Rants, ramblings, raves of a woman who blames everything from road rage to undercooked pork chops on a hormone imbalance.

Sunday, November 23, 2008

Master of Disguise

A good friend came into town yesterday and hooked up with her former jogging buddy. At 6 a.m. She called after they finished their nine-mile run and asked me to meet them for coffee at Starbucks. At 8 a.m.

Since I had just rolled out of bed and had no time to get all gussied up in the usual Contessa manner, I threw on a disguise. Just in case I ran into anyone I knew. I didn't want to disappoint them. The Contessa has an image to uphold, you know. Severe bedhead called for a ball cap and glasses instead of contacts helped cover up the make-up-less face.
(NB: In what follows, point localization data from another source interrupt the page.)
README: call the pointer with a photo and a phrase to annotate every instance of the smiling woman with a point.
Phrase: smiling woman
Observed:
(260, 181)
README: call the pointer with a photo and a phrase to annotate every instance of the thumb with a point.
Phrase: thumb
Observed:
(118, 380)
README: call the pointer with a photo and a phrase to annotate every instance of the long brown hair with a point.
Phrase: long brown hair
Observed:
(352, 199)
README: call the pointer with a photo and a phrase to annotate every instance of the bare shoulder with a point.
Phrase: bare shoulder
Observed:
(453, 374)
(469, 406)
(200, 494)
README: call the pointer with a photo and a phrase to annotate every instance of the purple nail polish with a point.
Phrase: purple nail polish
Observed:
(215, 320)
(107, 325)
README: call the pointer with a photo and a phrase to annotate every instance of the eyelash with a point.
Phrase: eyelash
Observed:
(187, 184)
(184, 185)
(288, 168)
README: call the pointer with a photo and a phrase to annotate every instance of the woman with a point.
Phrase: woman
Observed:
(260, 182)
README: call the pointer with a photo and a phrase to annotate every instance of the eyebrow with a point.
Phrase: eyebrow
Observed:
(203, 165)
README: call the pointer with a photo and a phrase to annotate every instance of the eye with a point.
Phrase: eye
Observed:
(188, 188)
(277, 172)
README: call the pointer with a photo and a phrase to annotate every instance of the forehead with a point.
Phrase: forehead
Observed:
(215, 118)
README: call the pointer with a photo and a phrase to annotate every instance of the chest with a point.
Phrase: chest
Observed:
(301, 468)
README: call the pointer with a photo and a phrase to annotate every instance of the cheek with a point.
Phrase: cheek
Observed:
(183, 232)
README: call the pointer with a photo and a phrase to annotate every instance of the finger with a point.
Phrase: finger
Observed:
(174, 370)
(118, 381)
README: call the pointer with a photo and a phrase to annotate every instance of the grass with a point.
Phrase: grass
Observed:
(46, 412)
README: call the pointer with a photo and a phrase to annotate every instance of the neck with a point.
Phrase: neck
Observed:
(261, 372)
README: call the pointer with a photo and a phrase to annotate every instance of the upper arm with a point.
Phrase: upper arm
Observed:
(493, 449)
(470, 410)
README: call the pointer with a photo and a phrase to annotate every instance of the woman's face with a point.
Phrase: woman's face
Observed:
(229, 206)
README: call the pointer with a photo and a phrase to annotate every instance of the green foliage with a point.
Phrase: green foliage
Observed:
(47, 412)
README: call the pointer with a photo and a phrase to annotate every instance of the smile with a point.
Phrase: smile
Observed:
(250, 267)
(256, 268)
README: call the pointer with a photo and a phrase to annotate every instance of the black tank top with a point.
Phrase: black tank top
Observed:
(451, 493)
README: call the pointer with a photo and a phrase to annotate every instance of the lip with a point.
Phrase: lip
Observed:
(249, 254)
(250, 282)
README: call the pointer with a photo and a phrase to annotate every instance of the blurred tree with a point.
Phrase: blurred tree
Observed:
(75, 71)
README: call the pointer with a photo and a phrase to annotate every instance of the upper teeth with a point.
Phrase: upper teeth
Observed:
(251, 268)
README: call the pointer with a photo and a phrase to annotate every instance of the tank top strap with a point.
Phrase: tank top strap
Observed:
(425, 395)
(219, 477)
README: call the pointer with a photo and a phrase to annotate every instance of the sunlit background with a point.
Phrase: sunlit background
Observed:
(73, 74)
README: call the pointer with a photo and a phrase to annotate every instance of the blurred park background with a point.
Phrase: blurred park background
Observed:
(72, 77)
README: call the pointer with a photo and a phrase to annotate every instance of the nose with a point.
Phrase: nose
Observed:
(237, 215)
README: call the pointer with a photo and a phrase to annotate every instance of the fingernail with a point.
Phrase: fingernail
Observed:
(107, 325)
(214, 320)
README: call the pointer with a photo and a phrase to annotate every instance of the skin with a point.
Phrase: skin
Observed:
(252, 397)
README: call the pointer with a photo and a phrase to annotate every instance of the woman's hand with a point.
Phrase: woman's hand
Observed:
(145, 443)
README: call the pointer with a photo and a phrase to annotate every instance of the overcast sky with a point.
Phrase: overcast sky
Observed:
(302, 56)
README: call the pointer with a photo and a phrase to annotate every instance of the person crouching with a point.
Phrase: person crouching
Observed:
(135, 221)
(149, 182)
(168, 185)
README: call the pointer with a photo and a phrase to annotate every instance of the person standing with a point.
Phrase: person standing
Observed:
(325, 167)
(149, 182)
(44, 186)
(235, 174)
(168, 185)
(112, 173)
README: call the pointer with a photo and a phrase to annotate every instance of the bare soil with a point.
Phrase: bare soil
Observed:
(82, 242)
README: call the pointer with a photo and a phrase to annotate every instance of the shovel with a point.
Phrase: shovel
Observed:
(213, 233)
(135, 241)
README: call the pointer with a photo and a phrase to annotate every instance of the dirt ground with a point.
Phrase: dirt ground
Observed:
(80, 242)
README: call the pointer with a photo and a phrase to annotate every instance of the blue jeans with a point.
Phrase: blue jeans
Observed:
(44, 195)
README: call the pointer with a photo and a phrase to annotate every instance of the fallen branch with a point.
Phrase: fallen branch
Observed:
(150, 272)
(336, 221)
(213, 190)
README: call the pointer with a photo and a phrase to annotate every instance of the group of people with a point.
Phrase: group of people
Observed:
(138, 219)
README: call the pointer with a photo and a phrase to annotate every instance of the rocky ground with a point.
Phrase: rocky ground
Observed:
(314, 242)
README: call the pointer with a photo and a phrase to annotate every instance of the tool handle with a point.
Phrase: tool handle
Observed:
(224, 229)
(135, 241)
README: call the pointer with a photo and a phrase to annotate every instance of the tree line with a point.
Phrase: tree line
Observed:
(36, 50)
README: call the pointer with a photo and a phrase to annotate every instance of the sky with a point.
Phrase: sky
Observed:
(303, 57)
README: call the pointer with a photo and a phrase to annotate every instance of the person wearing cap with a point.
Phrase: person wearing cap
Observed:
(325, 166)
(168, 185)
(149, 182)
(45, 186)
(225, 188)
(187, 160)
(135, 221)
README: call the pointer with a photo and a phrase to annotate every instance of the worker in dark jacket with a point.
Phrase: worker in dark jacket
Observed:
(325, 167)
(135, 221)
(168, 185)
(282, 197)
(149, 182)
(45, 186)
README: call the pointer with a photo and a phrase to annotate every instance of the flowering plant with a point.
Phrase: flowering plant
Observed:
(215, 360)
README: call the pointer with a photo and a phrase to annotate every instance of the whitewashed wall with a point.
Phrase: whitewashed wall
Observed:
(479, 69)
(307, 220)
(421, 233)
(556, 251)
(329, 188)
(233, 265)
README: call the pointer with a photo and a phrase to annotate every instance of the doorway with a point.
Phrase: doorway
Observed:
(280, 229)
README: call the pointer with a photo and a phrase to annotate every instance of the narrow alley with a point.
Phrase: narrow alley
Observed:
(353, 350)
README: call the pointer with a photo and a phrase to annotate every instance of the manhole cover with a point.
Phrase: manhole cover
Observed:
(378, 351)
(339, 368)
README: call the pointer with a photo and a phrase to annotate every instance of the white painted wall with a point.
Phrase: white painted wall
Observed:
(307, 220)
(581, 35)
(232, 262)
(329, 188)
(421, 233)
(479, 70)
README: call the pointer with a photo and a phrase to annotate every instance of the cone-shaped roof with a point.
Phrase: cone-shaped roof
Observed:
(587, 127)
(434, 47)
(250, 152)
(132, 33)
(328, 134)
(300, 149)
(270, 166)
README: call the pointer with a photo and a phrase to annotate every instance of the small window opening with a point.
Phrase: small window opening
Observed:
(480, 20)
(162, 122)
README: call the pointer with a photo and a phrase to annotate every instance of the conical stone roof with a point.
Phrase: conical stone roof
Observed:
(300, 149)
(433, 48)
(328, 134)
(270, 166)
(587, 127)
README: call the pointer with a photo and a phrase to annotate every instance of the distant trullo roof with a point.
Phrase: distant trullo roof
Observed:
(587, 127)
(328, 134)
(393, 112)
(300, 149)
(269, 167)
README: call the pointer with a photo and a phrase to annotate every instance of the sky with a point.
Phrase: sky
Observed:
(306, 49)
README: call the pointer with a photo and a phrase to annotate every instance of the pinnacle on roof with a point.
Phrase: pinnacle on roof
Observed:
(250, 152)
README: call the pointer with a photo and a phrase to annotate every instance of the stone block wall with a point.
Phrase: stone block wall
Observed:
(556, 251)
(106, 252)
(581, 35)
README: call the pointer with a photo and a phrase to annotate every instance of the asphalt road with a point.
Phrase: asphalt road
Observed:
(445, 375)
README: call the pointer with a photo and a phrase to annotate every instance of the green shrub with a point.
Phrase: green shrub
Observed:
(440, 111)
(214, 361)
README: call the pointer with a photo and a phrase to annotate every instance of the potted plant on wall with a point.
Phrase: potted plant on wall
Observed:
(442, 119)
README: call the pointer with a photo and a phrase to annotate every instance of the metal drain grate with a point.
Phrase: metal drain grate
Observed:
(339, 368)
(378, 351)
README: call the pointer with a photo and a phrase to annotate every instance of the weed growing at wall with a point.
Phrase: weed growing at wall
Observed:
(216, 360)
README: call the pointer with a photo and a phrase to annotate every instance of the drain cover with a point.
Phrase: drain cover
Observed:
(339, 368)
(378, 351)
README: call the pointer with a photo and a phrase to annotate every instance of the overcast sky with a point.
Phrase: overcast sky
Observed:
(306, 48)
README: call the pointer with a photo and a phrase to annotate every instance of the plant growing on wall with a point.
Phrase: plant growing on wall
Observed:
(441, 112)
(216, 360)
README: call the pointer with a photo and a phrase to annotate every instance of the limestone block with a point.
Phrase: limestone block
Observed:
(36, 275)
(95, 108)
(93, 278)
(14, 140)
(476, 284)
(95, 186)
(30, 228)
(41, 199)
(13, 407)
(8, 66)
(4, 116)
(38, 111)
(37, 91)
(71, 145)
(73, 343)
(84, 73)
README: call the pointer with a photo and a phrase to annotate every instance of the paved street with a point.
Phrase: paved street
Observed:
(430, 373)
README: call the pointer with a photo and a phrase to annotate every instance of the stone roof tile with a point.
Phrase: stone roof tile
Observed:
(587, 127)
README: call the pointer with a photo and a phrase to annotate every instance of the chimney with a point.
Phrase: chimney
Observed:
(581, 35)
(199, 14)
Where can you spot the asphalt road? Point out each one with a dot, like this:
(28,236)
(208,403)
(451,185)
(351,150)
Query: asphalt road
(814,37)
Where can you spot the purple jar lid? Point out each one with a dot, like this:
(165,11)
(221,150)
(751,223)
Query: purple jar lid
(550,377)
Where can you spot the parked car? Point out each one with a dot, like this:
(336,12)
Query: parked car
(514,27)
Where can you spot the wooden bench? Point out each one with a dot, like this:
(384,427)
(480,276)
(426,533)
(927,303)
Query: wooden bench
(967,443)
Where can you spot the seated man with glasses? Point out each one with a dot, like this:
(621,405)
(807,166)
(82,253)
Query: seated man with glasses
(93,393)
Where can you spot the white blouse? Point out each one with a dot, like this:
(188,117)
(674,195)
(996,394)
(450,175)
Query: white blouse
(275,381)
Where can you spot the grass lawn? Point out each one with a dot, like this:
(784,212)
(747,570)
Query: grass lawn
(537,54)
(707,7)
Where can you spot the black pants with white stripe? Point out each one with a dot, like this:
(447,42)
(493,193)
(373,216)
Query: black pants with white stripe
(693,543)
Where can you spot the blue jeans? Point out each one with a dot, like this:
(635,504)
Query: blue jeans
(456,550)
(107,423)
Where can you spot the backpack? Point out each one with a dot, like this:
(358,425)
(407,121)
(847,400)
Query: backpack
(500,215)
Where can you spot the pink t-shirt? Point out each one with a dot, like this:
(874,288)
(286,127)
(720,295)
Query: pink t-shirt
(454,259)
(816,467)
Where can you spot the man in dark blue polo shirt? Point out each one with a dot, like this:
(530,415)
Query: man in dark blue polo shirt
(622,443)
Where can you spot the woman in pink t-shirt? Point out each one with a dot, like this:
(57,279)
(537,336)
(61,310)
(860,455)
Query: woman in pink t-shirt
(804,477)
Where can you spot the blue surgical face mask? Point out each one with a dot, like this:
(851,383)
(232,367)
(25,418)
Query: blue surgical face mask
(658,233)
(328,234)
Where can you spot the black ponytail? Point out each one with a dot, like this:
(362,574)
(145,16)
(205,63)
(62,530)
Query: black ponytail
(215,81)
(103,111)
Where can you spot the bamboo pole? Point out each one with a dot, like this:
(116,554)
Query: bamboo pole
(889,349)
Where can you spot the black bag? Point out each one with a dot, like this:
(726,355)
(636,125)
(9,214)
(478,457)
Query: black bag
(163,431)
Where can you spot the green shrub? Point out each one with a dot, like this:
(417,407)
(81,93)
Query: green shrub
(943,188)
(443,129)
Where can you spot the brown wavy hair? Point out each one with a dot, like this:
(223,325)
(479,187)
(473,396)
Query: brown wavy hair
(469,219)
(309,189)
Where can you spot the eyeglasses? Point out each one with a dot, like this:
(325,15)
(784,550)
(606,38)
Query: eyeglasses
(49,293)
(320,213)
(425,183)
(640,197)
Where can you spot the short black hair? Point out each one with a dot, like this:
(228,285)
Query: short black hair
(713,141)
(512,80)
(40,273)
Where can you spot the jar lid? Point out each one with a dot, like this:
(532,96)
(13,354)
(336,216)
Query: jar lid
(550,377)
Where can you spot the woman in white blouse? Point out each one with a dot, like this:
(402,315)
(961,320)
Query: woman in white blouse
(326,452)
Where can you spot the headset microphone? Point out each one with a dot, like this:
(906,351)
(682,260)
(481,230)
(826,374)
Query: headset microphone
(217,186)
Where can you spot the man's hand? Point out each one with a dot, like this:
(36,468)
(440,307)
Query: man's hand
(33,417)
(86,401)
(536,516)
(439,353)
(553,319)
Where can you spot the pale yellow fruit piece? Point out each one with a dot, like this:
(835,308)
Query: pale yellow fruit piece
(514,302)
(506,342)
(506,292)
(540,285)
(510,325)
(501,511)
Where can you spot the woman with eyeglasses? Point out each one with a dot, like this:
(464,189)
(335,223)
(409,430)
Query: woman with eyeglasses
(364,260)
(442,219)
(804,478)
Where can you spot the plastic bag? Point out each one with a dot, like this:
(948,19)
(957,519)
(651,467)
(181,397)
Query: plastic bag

Final touch? Workout clothes and tennis shoes, so I'd blend in with the runners. Perfect. No one's ever seen me in workout clothes. The only working out I do is weight lifting - carrying cases of wine from the car to the house. My idea of a jog is tailing Pinot & Grigio out the door when I tell them it's time to change their bed linens. Sprinting? Yeah, those are the hours I spend on my cell phone gabbing to Zinfa Delle.

It worked. A passer-by asked pointed to the chocolate creme-filled donut I was inhaling, er eating, and offered, "Carbo-loading, eh?"


At 12:02 PM, Anonymous Midlife Slices said...

Haha...I'm going to remember that trick!

At 9:00 AM, Blogger Becky Motew said...

I sometimes wear the Michelin Man down jacket with the hood pulled up over my face. Probably too hot where you live to get away with that, though.